I went so far as to even randomize source/dest ports on each end in case it was some sort of misguided filtering (ie: port 12345 -> 54321 instead of 12345 -> 12345).

That really makes it odd. If you tried changing the src/dst ports with v4, and your VPN traffic still would not pass, but iperf would, what kind of filtering/breakage could CL or Comcast have that would just stop your VPN traffic regardless of ports?

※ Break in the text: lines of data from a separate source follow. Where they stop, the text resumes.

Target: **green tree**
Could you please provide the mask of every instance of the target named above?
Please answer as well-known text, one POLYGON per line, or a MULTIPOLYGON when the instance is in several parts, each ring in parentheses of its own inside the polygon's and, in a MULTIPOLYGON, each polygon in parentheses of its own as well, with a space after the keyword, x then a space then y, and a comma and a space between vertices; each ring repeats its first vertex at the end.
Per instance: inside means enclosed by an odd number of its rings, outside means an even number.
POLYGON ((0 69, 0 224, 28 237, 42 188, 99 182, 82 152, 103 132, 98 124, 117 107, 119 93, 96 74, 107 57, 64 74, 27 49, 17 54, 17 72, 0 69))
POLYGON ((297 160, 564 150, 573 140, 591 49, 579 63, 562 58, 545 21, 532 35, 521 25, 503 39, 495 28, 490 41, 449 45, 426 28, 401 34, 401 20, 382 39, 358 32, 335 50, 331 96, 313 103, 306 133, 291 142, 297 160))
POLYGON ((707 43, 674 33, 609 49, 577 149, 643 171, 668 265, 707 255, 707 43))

I wonder if this is a misguided/misbhaving filter rule, or something actually broken eating your packets. Having dealt with something far stranger many years ago, I totally get the aspects of "big telco can't help / won't let you even talk to someone who can understand your explanation of the issue" and "I don't care how I solve this, as long as I can make the issue go away."

One thing I did not think about before reading your response, was the size of the UDP packets. Its possible something's blocking UDP packets below a certain size.

iPerf is going to send packets of a consistent size for testing, whereas WG is likely to have varying sizes depending on contents of packets.

Maybe I need to do some testing with varying packet sizes.